There are actually some very niche cases where you could use PISO with a urf=0.9 or something, do 2 sweeps, and have it be faster than doing 3 SIMPLE steps. Anyway, as far as implementation goes... because PISO and SIMPLE are algorithmically so similar, if you code PISO with URF's, then you have already done the coding for SIMPLE with urf's.

[xisluke]

Thank you LuckyTran! I think I'll return on some books to refresh the maths, but I think I've catched the point Another question, considering PISO for transient pressure-based cases, it's necessary to deal with low time steps, so also low courant number (I set it always <1); in OpenFOAM, within the controlDict it is possible to specify what courant number to be maintained during the solution process, but it seems that within the Fluent control panel it is only possible to set the urfs, not the courant number... Is there any other place to set it?

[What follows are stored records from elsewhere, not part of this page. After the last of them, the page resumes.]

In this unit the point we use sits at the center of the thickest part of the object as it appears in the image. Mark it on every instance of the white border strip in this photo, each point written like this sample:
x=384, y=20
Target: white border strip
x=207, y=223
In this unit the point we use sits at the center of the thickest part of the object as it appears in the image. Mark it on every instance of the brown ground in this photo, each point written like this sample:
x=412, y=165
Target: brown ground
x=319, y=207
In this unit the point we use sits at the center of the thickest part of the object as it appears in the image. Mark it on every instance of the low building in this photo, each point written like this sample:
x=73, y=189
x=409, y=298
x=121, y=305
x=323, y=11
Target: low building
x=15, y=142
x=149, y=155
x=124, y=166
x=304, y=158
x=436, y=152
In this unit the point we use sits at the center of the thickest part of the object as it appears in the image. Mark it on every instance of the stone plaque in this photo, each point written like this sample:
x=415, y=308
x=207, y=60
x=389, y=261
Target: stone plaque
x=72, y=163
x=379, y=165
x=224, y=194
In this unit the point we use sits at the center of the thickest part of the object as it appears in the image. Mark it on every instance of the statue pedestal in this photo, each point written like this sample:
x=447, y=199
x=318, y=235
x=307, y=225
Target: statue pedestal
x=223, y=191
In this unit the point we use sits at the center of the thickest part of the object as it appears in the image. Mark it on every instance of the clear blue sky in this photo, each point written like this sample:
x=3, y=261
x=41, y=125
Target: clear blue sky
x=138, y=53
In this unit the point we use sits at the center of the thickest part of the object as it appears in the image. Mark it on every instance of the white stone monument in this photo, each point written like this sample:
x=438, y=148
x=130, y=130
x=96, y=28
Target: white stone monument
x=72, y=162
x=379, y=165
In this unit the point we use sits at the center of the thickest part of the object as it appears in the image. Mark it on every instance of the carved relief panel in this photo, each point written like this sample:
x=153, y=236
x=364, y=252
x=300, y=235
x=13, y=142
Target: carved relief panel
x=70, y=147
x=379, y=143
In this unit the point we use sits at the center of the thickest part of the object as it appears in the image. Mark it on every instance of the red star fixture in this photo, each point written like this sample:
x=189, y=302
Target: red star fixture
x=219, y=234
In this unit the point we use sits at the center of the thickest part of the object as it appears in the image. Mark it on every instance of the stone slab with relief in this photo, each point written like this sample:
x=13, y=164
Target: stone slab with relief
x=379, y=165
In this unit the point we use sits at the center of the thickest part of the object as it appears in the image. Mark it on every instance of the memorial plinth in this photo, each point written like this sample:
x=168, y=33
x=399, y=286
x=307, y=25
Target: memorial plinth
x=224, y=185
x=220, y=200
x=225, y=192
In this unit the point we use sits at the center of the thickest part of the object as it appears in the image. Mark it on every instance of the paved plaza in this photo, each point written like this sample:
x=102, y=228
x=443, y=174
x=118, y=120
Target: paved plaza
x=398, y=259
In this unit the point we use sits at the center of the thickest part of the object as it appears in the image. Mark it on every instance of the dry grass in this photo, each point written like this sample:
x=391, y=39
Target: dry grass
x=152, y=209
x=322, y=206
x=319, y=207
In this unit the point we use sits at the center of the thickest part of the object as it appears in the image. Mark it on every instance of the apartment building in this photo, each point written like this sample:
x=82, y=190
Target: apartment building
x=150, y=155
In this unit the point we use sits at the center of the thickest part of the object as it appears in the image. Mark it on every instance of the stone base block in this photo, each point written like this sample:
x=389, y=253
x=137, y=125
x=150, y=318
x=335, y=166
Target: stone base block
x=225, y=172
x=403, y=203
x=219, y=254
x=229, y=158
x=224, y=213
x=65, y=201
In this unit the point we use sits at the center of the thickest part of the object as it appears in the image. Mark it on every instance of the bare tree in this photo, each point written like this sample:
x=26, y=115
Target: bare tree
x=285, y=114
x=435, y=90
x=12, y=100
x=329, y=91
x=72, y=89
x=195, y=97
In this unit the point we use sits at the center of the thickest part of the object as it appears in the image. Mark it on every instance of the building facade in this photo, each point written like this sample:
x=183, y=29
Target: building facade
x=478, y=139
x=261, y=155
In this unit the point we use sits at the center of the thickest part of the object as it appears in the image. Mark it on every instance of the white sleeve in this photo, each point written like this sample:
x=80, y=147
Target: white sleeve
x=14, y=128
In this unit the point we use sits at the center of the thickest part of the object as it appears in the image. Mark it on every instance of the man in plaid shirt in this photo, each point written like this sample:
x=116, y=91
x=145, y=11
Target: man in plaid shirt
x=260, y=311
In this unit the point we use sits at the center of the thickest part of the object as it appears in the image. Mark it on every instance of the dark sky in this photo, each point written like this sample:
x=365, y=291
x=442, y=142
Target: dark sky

Big thanks!

[LuckyTran]

That feature to modify the time-step size using Courant number is not in Fluent, afaik. You would need to do some nifty scripting and do the user-defined time-step UDF or get one from a friend (google is your friend).

Fluent does have adaptive time-stepping which modifies the time-step size based on the local ratio of truncation error to discretization error. This is actually the proper theoretical way to do adaptive time-stepping but if all you care about is maintaining a global courant number, it's overkill.

P.S. you sound convinced but going back to SIMPLE/PISO: If you go to the PISO settings and turn some of the 1's in the skewness and neighbor correction to 0's, PISO will turn into SIMPLE (but also remember to change the urf!). You can also do this in OpenFOAM by changing nNonOrthogonalCorrectors and nCorrectors in fvSolutions. If you are really curious, you can also think about what happens when you set these #'s to values greater than 1... No one does this because it's not optimal, but it is allowed algorithmically.

[xisluke]

Another time, thank you! I'll try to play a bit with different configurations and verify the outcomes!